Moim zdaniem uniwersalny kij do metody to 330 długości i wyrzut 70-100g c.w. Takim kijem i z takim c.w. ogarniesz większość komercyjnych wód do 60-70m i rybek do 10-15kg.
Kupowanie wędki która gnie się do dolnika na 2.5kg karpiu moim zdaniem mija się z celem. Złapiesz bakcyla pojedziesz nad wodę gdzie są większe ryby i pierwszy bonus pokaże Ci że potrzebujesz nowych wędek.
Komercje to nie tylko karpie 10 kg. To też mniejsze ryby, i do takich linów, karasi czy leszczy, akcja paraboliczna jest idealna. Nie będziesz używać haczyka 10 czy 8 do pelletu 6 mm prawda? A miękka wędka niweluje spady ryb na malutkich haczykach.
Koledzy dobrze piszą, przy otwartej, i w miarę czystej wodzie hol dowolnej ryby zakończy się powodzeniem. Podobnie z wizja rzutów na 60-70 metrów. Są tu wyjadacze dystansowi w naszym gronie i wskaż mi jedna osobę która ma ogarnięty dystans i używa świadomie wędek 11ft do połowu na 70 metrze...

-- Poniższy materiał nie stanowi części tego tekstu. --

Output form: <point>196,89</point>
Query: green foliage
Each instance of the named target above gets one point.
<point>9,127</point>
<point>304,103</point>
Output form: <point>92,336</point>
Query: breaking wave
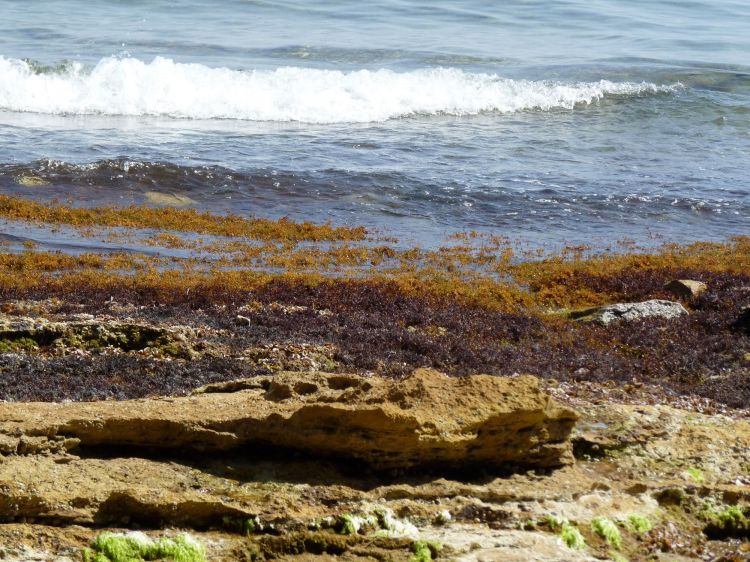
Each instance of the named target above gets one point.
<point>162,87</point>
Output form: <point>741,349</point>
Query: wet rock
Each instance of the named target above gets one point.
<point>84,332</point>
<point>686,288</point>
<point>427,419</point>
<point>629,312</point>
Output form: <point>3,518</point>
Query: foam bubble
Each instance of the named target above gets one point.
<point>165,88</point>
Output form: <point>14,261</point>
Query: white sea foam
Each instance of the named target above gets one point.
<point>163,87</point>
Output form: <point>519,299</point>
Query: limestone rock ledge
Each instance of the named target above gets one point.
<point>425,420</point>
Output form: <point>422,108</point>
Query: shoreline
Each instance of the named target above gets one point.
<point>654,466</point>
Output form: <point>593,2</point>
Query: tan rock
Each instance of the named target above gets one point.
<point>686,288</point>
<point>427,419</point>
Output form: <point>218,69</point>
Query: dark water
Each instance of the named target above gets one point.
<point>547,121</point>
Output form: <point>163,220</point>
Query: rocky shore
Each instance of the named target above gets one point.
<point>312,399</point>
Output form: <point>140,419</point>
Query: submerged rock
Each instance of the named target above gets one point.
<point>631,311</point>
<point>686,288</point>
<point>427,419</point>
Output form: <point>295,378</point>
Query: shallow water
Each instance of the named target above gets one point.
<point>547,121</point>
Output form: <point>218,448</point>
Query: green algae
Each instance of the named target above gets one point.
<point>424,551</point>
<point>136,547</point>
<point>13,345</point>
<point>572,537</point>
<point>638,524</point>
<point>607,530</point>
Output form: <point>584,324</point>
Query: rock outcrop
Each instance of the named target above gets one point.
<point>686,288</point>
<point>629,312</point>
<point>427,419</point>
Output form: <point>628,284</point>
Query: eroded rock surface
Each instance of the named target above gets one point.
<point>427,419</point>
<point>632,311</point>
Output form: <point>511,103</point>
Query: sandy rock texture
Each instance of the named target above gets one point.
<point>427,419</point>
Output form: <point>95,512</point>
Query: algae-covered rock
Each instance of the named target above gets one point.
<point>427,419</point>
<point>630,312</point>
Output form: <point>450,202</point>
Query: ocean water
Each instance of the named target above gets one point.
<point>550,121</point>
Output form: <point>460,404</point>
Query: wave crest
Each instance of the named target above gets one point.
<point>131,87</point>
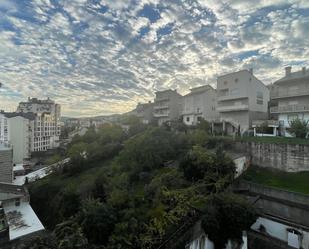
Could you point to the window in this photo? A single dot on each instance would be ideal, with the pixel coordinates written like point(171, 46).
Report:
point(292, 117)
point(17, 202)
point(234, 91)
point(259, 98)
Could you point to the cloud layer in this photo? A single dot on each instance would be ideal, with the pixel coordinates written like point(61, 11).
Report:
point(100, 57)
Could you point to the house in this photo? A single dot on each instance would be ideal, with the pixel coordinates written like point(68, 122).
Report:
point(199, 104)
point(242, 98)
point(290, 98)
point(17, 218)
point(6, 164)
point(145, 112)
point(167, 106)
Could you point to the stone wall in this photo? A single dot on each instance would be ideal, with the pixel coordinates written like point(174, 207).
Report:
point(286, 157)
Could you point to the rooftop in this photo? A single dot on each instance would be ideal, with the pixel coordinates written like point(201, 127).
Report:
point(302, 74)
point(22, 220)
point(28, 115)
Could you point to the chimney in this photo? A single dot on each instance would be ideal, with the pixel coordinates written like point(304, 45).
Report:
point(288, 71)
point(304, 70)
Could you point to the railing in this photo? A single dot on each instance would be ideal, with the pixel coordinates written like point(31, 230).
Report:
point(289, 108)
point(158, 107)
point(281, 93)
point(268, 122)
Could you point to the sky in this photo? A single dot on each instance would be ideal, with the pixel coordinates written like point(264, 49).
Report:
point(99, 57)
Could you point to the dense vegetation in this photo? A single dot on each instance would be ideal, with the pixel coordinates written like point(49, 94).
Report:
point(134, 189)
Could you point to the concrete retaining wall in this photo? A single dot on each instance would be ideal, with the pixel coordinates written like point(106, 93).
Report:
point(286, 157)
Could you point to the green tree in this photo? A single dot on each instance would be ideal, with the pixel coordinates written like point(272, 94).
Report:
point(97, 220)
point(226, 216)
point(299, 128)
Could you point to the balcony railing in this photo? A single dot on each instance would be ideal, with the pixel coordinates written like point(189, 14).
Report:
point(289, 108)
point(158, 114)
point(230, 108)
point(158, 107)
point(268, 122)
point(282, 93)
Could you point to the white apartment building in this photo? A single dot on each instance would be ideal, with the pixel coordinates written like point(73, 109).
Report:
point(199, 104)
point(167, 106)
point(290, 98)
point(6, 163)
point(47, 125)
point(241, 98)
point(17, 130)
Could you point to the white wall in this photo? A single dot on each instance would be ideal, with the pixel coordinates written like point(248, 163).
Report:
point(279, 230)
point(19, 137)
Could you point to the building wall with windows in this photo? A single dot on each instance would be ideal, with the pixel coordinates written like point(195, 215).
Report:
point(241, 98)
point(199, 104)
point(47, 125)
point(290, 97)
point(6, 163)
point(167, 106)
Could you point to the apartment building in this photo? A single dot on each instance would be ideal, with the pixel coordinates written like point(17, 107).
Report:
point(145, 112)
point(6, 163)
point(17, 130)
point(47, 125)
point(241, 98)
point(290, 98)
point(199, 104)
point(167, 106)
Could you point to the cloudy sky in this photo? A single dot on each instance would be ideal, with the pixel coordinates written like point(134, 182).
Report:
point(103, 56)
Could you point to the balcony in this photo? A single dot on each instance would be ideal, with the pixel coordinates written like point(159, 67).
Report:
point(283, 93)
point(160, 115)
point(233, 108)
point(159, 107)
point(229, 96)
point(289, 108)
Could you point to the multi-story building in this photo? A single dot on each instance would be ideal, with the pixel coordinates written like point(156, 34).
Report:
point(167, 106)
point(145, 112)
point(290, 98)
point(18, 131)
point(199, 104)
point(47, 125)
point(241, 98)
point(6, 163)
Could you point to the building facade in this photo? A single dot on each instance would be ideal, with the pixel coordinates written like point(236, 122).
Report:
point(6, 163)
point(167, 106)
point(241, 99)
point(290, 98)
point(199, 104)
point(47, 125)
point(18, 132)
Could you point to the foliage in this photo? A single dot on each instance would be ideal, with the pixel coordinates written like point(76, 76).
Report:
point(299, 128)
point(226, 216)
point(97, 221)
point(199, 163)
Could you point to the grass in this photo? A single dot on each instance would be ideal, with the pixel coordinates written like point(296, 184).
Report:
point(275, 140)
point(295, 182)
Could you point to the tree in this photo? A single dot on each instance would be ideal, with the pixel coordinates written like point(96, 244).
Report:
point(97, 220)
point(299, 128)
point(226, 216)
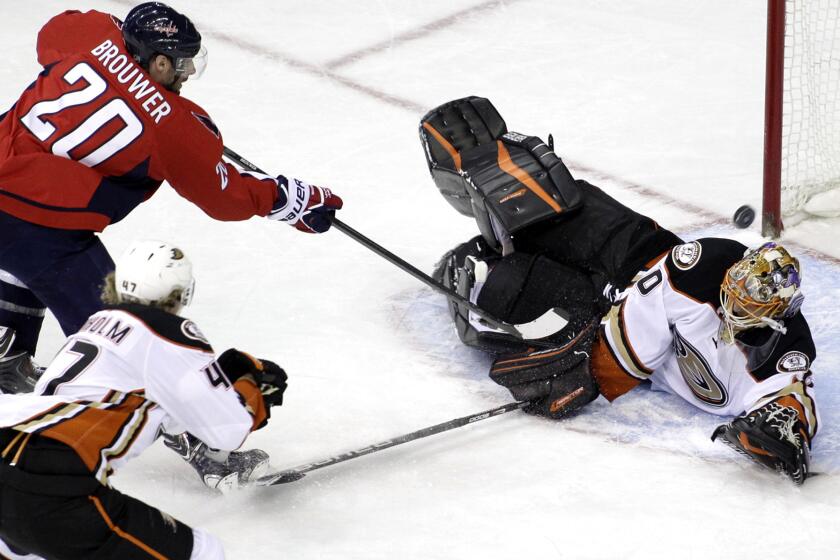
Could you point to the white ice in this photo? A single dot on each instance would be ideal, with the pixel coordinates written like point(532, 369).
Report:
point(660, 102)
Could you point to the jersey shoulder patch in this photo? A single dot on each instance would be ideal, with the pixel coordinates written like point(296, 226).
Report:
point(696, 269)
point(208, 123)
point(771, 352)
point(169, 326)
point(687, 255)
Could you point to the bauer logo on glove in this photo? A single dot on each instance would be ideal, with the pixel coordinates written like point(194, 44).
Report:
point(306, 207)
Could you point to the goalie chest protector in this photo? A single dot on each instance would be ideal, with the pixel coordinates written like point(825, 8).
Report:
point(505, 180)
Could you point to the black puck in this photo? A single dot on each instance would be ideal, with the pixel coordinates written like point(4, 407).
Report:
point(743, 217)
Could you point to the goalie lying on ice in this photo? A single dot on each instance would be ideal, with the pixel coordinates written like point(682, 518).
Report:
point(710, 320)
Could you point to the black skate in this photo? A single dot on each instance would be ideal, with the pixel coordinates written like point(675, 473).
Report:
point(773, 436)
point(18, 374)
point(221, 470)
point(7, 336)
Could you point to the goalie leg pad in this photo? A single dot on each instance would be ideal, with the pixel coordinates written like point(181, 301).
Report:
point(773, 436)
point(557, 380)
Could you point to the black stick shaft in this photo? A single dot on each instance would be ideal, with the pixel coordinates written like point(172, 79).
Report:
point(402, 264)
point(297, 472)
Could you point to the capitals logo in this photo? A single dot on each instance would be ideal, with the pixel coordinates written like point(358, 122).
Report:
point(169, 29)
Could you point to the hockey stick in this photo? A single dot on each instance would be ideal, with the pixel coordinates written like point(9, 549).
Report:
point(545, 325)
point(291, 475)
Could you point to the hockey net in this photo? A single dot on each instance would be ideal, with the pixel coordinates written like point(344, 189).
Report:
point(803, 78)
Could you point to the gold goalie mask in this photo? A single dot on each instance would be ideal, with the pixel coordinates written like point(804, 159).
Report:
point(760, 290)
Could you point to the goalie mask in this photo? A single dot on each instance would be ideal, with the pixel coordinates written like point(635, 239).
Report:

Twój Feeder to jak piszesz dobra broń na bonusa, i tutaj ma pełne spectrum zastosowań. Jeśli jej żywiołem są karpie, czy jesiotry to znaczy, że nie koniecznie będzie to optimum na lina czy leszcza. Można kombinować z amortyzatorami ale rosadniej wziąć kij miękki, i raz na ruski rok pomęczyć się z bonusem chwilę dłużej, niż regularnie klnąć pod nosem z powodu spadów małych ryb czy braku możliwości płynnego przejścia z metody na zestaw z koszyczkiem.